When it comes to 3D stacking of logic-on-logic, it is a different story for the moment.

Herb Reiter, president of EDA 2 ASIC Consulting, said memory suppliers already are using 3D memory stacks in various places because it’s very simple to stack memory. “You really don’t need any intelligence in regard to place and route for how to partition your structure. It’s a very regular structure. Every die level is identical so they just need to assign elevator shafts—basically the TSV chains—through their whole stack and they are done. No tools necessary at all. No place and route intelligence required at all.”

The next level of sophistication would involve putting a memory die on top of a logic die, which doesn’t require TSVs on the SoC or on the memory. This way, you get enormous bandwidth between the logic and the memory, and when you design a logic die you need to keep in mind what the best way of communicating with the memory. That could be a Wide I/O standard you are complying with, or whatever else is appropriate for this particular application. Again, that’s no new challenge for place and route tools, he explained.
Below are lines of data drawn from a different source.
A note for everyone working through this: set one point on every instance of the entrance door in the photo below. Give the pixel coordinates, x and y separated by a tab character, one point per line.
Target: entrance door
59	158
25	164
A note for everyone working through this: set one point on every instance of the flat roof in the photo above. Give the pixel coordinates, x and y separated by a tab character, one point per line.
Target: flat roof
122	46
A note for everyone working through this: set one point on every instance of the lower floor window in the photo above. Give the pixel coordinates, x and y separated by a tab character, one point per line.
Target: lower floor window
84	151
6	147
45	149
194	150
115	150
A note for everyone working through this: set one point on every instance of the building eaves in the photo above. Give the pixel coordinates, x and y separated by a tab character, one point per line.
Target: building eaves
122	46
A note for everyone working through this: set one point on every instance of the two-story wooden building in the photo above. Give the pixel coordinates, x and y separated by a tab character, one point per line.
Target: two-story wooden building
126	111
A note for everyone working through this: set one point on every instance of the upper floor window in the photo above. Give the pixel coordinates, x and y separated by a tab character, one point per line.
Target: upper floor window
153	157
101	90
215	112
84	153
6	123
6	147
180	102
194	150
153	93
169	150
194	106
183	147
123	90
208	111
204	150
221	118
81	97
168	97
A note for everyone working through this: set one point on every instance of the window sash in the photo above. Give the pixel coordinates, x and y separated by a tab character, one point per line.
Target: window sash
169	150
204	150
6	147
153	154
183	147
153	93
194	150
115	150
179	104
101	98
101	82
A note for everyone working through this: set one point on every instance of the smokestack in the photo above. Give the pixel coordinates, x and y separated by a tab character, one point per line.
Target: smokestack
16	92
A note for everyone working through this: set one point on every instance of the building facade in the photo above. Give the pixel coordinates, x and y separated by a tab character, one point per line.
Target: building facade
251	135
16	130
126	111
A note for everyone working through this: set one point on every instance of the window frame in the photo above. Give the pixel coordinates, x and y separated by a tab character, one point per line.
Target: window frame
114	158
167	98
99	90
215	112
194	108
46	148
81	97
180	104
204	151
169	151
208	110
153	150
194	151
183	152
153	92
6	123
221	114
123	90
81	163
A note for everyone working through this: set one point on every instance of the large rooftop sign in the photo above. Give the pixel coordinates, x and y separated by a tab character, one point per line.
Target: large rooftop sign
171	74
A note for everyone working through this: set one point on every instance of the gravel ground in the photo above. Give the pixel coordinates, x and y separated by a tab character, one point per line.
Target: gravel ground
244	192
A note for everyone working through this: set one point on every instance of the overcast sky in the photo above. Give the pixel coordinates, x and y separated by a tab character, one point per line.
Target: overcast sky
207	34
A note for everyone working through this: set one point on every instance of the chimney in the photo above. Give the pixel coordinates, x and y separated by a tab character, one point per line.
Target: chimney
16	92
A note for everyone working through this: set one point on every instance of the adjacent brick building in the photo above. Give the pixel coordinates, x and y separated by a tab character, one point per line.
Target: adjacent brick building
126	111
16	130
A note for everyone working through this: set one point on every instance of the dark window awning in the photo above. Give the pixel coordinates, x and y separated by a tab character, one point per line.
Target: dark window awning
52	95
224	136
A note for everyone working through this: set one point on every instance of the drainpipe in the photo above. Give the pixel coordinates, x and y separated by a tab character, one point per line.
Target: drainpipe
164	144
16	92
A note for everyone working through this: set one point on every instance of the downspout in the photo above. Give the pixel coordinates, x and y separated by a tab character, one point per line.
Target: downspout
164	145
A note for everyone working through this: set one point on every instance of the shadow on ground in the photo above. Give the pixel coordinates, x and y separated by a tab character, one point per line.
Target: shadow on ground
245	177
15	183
“Now, looking at partitioning logic into different levels can turn out to be quite a challenge because you want, for example, to keep the clock on one layer and only put combinatorial logic on the upper layer so that you don’t have a clock spine on every die and burn a lot of heat by running clock spines more than necessary because you know the clock spine consumes a lot of energy in a logic chip. If you try to be smart and keep the sequential elements that need to have a clock on one layer and the combinatorial elements on the other layer, you save yourself from running a clock spine through the die and keep the power dissipation of the two die or three die combination fairly lower. To my knowledge, today’s place and route tools from Synopsys, Cadence, and Mentor are not really designed to do this,” Reiter noted.

However, to be fair, much with 3D is still in flux and 3D technologies are still emerging. There’s no doubt that when the tools are needed, the EDA providers will deliver an automated solution.

Something else to consider regarding the heroics that the EDA industry goes through to enable new technologies. “We think the EDA industry has spent about $2 billion so far on 20nm and below enablement,” said Steve Carlson, group director for silicon realization at Cadence. “We’ve spent thousands of man years … and there’s a real growing ROI issue for the EDA companies. If you look at market research that project design starts and you look at the number of 20nm and below designs in 2013, 2014 and 2015, it adds up to be about 764 projected design starts. Recalling that $2 billion investment, that means that there’s about a $2.5 million per project R&D investment by the EDA companies.”

That’s a lot of money by anyone’s standard.